Will rephrase. Thanks.
Baltimore & Ohio Ry. Co. v. ICC, 221 U.S. 612 (decided May 21, 1911): statute setting maximum hours of common carrier employees was properly within Commerce Clause power (even though business was mostly intrastate) and Interstate Commerce Commission was properly empowered by Congress to enforce it; requirement that carriers supply monthly reports of excess hours did not violate Fifth Amendment because privilege against self-incrimination is enjoyed by individuals, not corporations
Is the bolded portion still good law in light of Citizens United v. FEC (2010)? That decision held that people functioning through the corporate form retained their free speech rights. It appears to me that the same logic would apply to the right against self-incrimination.
Sometimes corporations are “persons”, sometimes they are not. It seems to be (how can I put this?) “situational”.
For the purpose of the Alien Tort Statute, they are not (and therefore can’t be sued). Jesner v. Arab Bank PLC, 2018.
Also, for the purpose of the Freedom of Information Act, they are not (and therefore are not entitled to the FOIA privacy exception. FCC v. AT&T, 2011.
But for the purpose of free speech in the context of political contributions, as you point out, they are.
I think historically the Supreme Court was pretty consistent that the constitution doesn’t protect corporations, as persons, although they might be treated as persons for statutory and common-law person.
I don’t think Citizens United was correct for that reason. I think Citizens United took exceptions that the Supreme Court had made to permit things like book publishers in corporate form, and turned it into a general rule that corporations have political rights to advocate their own interests, a rule that goes against the general background rule that corporations have no rights as such.
If corporations didn't have constitutional rights — and Citizens United postdates that notion by a few hundred years — then the assets of the ACLU could be seized by the government. The NAACP's headquarters would be subject to warrantless searches. Apple could be denied the right to counsel as it's being prosecuted (in secret proceedings not open to the public) for antitrust violations. The NYT could be prosecuted over and over again for the same offense. Etc.
The problem faced in Citizens United is that the government wasn't going after ADM engaged in false advertising. They were going after Citizens United, an org created specifically to advance it's members politics, for political speech. They were going straight for the very core of 1st amendment protections, when they were most important.
And then the government went and asserted that they could ban books... At that point it was all over, Citizens United HAD to win.
It's not like people form corporations for shits and giggles. They do it because the government's own legal system has made it extremely perilous to do anything collectively or at scale without forming a corporation. The government itself has forced a large fraction of 1st amendment activity to take place through corporations. It can't take advantage of that outcome it forced to escape being constrained by the Bill of Rights.
Yes. See, e.g., In re Grand Jury Empaneld on May 9, 2014, 786 F.3d 255 at n. 1 (3d Cir. 2015).
The people who work for the corporation do retain their right against self-incrimination.
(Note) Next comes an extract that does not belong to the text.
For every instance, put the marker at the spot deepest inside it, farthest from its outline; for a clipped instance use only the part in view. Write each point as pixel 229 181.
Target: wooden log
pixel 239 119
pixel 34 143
It’s the collective corporate entity that doesn’t have any.
Yes. See, e.g., In re Grand Jury Empaneld on May 9, 2014, 786 F.3d 255 at n. 1 (3d Cir. 2015).
Thanks, although it is just one circuit.
The people who work for the corporation do retain their right against self-incrimination. It’s the collective corporate entity that doesn’t have any.
Wouldn't any document incriminating the corporation also at least one individual? That incriminating document could lead to further evidence against the individual (not that the government would ever admit the source of that further evidence).
Probably, but so what? The Fifth Amendment privilege is against incriminating yourself, not against incriminating anyone. Even if it could be asserted by corporations, it would only protect the disclosure of evidence that would incriminate the corporation, regardless of whether it might also incriminate someone else.
One wrinkle is the act of production doctrine. My corporation is subpoenaed for documents that, because of their content, would incriminate me. Maybe they are documents showing that my corporation has provided hookers to politicians in return for favors and that I arranged the assignations. If the company were IBM and some worker bee can produce the documents, that they will incriminate me is of no consequence. I lack standing to object to their production. But if I run a small shop and am the sole custodian of its records, my producing them, entirely apart from their contents, is incriminating because I am being compelled to say, in effect, the subpoenaed documents exist, I know where they are, and these are the documents you're looking for. In such situations, it is not uncommon for the custodian to claim act of production immunity and for a court to appoint a special custodian who will not be incriminated by producing the records to go in, look for them, and turn them over. The content of the records still incriminates me, but I have not been compelled to incriminate myself by the act of producing them.